Por todas estas razões – e as expostas não são mais do que as mais relevantes de entre outras várias que se podiam mencionar – Barack Obama tem, nesta sua deslocação a Cuba uma viagem que é, paradoxalmente, das mais curtas dos seus mandatos no plano puramente geográfico, mas uma das mais distantes e longínquas que poderia efetuar no plano político. Se conseguir fazer com que a distância política entre Cuba e os Estados Unidos se aproxime, por pouco que seja, da sua distância geográfica, será caso para dizer que a deslocação valeu a pena. E creio ser esse, a final, o grande objetivo prosseguido pelo Presidente norte-americano.

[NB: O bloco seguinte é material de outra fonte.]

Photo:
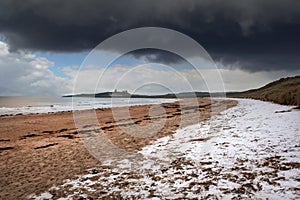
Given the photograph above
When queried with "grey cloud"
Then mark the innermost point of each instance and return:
(259, 35)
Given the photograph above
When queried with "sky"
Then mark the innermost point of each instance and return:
(45, 46)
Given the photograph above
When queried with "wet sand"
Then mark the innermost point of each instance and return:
(41, 150)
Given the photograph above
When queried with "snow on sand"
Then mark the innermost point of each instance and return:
(249, 151)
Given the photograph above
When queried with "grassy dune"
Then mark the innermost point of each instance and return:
(285, 91)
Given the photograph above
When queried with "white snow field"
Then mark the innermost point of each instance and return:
(250, 151)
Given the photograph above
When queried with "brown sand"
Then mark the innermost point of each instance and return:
(39, 151)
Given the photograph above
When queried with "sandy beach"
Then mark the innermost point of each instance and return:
(41, 150)
(244, 152)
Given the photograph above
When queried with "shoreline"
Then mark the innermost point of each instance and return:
(38, 150)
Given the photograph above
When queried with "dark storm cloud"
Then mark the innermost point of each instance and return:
(257, 35)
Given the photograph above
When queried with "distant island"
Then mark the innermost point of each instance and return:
(284, 91)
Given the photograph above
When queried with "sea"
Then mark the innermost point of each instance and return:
(36, 105)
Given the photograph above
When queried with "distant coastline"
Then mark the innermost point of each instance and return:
(126, 94)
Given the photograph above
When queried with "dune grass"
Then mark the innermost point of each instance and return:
(285, 91)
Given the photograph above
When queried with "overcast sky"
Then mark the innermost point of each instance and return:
(44, 42)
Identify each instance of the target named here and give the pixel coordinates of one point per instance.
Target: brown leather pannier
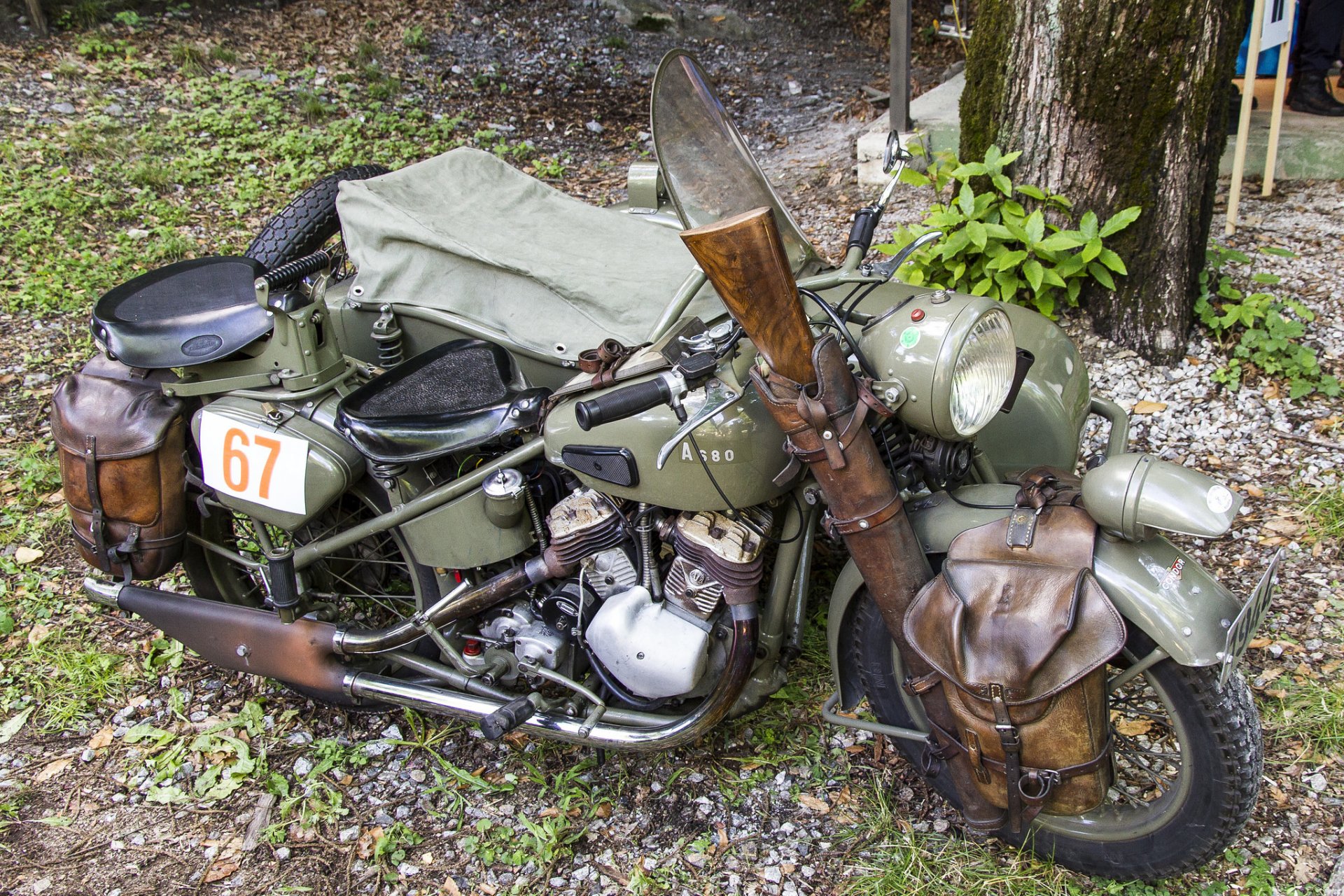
(121, 445)
(1018, 637)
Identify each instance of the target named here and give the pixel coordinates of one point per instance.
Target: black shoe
(1313, 97)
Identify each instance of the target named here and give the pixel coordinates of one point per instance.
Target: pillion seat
(187, 314)
(454, 397)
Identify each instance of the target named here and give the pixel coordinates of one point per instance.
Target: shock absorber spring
(648, 555)
(388, 337)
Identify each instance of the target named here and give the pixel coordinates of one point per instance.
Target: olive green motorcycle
(451, 440)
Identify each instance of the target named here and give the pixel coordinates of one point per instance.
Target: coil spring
(289, 272)
(387, 335)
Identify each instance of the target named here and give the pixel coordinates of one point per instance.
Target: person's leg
(1322, 24)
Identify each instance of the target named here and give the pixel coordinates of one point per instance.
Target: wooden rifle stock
(743, 257)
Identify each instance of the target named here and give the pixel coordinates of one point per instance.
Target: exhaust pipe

Post-scriptum – escritas as linhas que antecedem, ocorreram os atentados de ontem em Bruxelas. Sobre eles uma única reflexão se impõe deixar e partilhar: é tempo de deixarmos de ser todos franceses, espanhóis, britânicos ou belgas. Perante as ameaças terroristas, temos de ser todos europeus na luta contra a carnificina, o crime e a barbárie. Porque está demonstrado que só uma profunda união entre os Estados europeus, uma intensificação da cooperação policial, um aumento da partilha de informações e um combate coordenado a esta praga poderá ser minimamente eficaz nesta luta. Desenganem-se os que pensam que Estado algum, individualmente e isoladamente, consegue defender a integridade do seu território. É de progresso e não de retrocesso que a Europa necessita e precisa.